A well-known class of declarative languages is that of functional programming languages, such as Lisp, SML and Haskell [26]. Hughes provides an excellent articulation of the advantages of functional programming in "Why Functional Programming Matters" [18]. A second well-known class is that of logic programming languages, such as Prolog and KL1 and their more modern derivatives, constraint logic programming languages, such as Oz . We will mainly discuss functional languages here (because of their relationship to pH), but many of our remarks also apply to the latter.
As an aside, we note that the adjective "declarative" is subjective. Intuitively it means that the program describes what is to be computed rather than how to compute it. Such a description is "higher level", or more "abstract" and hence presumably easier for humans to write and comprehend.
However, no programming language can ever get away completely from the how of problem solving. The most abstract descriptions of computations may not even be executable (such descriptions are the purest form of specifications).
For example, an abstract description of the square root function is "the function which, for argument n, produces x such that x2 = n." An abstract description of a sorting function is "the function which, for argument sequence xs, produces the sequence ys which is a permutation of xs and in which y(i) < y(i+l)."
It is unreasonable to expect any interpreter/compiler to actually execute these specifications systematically and efficiently. Thus, all programming, no matter how high level, fundamentally concerns algorithms, which specify how to compute an answer. So, the adjective "declarative" is mainly an assessment of how much non-problem-specific detail can be suppressed in a programming language.
At one extreme (least declarative) is architecture-specific assembler, where the programmer is intimately concerned with managing storage layout, movement of data between registers and memory, and sequencing.
Most architecture-independent programming languages such as C, Pascal, and Fortran abstract away from some storage-layout details and provide higher-level control structures such as if-then-elses, loops, and recursive procedures.
Some object oriented languages like Java provide even higher-level structures such as data abstraction and inheritance and further relieve the programmer from storage-management details by managing storage deallocation automatically.
Declarative languages like functional and logic programming languages abstract away from storage layout and storage management details completely and also abstract away from many sequencing details.
Multiple definitions of a variable are simply not allowed and all computations are expressed in terms of computing new values from old.

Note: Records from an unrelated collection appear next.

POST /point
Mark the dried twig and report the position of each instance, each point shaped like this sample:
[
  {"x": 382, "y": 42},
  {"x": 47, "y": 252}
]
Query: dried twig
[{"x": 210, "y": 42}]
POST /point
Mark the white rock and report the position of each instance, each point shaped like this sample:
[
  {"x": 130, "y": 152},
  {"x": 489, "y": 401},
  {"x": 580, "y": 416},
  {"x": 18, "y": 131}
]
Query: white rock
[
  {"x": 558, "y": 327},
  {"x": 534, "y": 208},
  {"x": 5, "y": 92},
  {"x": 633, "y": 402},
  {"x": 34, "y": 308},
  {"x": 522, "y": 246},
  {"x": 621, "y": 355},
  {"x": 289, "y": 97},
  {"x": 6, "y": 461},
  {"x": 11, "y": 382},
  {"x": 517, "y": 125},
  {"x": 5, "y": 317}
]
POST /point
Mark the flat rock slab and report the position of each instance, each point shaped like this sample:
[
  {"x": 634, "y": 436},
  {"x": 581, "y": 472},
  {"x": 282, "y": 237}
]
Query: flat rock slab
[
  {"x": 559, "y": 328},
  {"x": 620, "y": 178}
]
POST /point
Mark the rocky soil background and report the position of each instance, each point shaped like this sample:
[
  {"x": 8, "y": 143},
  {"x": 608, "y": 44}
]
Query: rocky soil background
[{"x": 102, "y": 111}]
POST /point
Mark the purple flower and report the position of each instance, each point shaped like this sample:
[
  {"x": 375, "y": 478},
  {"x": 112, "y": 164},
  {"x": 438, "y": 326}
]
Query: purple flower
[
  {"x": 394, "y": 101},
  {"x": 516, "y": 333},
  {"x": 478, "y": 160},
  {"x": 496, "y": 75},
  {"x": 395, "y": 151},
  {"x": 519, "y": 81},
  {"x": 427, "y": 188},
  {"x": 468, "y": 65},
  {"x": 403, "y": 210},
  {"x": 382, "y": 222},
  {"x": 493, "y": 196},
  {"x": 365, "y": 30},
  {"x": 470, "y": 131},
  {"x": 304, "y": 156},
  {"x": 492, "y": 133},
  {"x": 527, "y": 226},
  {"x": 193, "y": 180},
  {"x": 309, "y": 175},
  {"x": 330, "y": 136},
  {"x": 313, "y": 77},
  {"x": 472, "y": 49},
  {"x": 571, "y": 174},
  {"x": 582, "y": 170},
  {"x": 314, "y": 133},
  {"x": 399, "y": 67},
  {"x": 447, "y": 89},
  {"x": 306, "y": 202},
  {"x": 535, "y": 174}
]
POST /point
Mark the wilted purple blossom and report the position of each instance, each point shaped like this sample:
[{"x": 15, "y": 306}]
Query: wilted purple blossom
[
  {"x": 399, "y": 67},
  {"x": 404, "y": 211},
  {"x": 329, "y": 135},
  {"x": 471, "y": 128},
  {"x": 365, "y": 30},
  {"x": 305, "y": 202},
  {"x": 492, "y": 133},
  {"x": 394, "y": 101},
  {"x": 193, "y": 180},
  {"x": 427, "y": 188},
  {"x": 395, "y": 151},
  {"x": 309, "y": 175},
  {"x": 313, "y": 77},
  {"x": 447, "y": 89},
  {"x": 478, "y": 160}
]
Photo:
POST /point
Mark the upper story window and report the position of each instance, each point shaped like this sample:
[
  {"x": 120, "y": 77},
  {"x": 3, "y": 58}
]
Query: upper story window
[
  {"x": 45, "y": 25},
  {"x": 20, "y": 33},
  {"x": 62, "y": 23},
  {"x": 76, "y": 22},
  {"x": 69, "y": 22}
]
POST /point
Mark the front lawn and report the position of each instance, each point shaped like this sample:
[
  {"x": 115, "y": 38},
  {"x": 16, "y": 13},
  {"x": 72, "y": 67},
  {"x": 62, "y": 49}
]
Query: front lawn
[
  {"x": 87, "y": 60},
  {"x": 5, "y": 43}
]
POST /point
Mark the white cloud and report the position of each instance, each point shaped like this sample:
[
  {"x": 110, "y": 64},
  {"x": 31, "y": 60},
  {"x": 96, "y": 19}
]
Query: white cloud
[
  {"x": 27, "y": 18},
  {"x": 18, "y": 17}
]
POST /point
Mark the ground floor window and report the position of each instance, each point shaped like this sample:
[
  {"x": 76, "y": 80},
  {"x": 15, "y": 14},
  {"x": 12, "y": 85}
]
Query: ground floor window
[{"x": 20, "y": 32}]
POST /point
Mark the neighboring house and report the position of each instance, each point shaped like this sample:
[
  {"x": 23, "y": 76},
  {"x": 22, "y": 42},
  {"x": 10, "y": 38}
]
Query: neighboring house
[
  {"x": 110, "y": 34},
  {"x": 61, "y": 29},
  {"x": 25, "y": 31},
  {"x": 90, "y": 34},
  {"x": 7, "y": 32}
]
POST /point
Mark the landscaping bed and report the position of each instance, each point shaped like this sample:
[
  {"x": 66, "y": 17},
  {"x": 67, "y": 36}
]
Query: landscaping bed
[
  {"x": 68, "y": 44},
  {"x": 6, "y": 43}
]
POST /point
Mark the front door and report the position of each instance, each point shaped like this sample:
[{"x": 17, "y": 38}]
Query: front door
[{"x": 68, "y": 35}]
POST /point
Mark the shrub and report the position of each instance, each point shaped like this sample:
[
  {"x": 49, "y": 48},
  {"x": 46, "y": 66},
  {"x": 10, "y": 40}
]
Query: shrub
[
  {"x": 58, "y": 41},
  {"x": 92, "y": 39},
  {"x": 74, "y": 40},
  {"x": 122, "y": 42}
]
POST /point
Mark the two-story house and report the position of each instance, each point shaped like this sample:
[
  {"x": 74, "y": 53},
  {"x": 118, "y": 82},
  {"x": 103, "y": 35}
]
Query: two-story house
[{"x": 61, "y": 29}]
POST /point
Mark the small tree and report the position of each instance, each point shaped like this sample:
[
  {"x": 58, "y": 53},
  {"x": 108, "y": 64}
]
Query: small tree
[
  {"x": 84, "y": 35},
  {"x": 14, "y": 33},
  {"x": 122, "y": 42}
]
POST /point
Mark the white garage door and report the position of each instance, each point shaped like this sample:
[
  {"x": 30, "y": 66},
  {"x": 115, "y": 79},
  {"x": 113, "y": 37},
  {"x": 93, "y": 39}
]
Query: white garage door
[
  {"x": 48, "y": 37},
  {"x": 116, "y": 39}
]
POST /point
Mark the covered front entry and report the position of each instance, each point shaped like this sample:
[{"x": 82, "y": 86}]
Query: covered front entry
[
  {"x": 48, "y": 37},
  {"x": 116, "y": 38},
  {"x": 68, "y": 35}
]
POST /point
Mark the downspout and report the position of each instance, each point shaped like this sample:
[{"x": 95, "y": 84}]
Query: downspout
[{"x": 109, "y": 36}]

For example, given A, a vector of numbers, suppose we want to scale it by 5; that is, the result should be a vector whose i'th component should be 5A(i). In Fortran, we might say:
do i = 1,N
A(i) = 5 * A(i)
end do
and A itself contains the result. Further, the old value of A is no longer available. In functional languages, such a concept does not exist; instead, we define a new vector based on the old. For example, in pH
b = array (1,n)
[(i, 5 * a!i) | i <- [1..n]]
(In Haskell, array indexing is denoted by the infix "!" operator.) This defines b, a new vector with index range 1 to n, such that b(i) = 5a(i). Nothing has happened to a-it still means exactly what it used to mean. For example, we could now produce a third vector c that is the vector-sum of a and b:
c = array (1,n)
[(i, a!i +b!i) | i <- [1..n]]
Matrix multiplication may be expressed in pH as follows:
matmult a b =
matrix ((1,1),
(n,n))
[((i,j), ip A i B j) | i <-
[1..n], j <- [1..n]]
ip A i B j =
let
s = a!(i,l) * b!(l,j)
in
for k <- [2..n] do
next s = s + a!(i,k) * b!(k,j)
finally s
The first part defines the function matmult, which takes two arguments-the matrices a and b. It produces a new n x n matrix whose (i,j)'th component is the inner product of the i'th row of a with the j'th column of b.
(pH permits us to extract size information from a matrix, but since this representation choice is orthogonal to whether a language is functional or not, and since we want to keep the example simple, we assume that a and b are n x n matrices.)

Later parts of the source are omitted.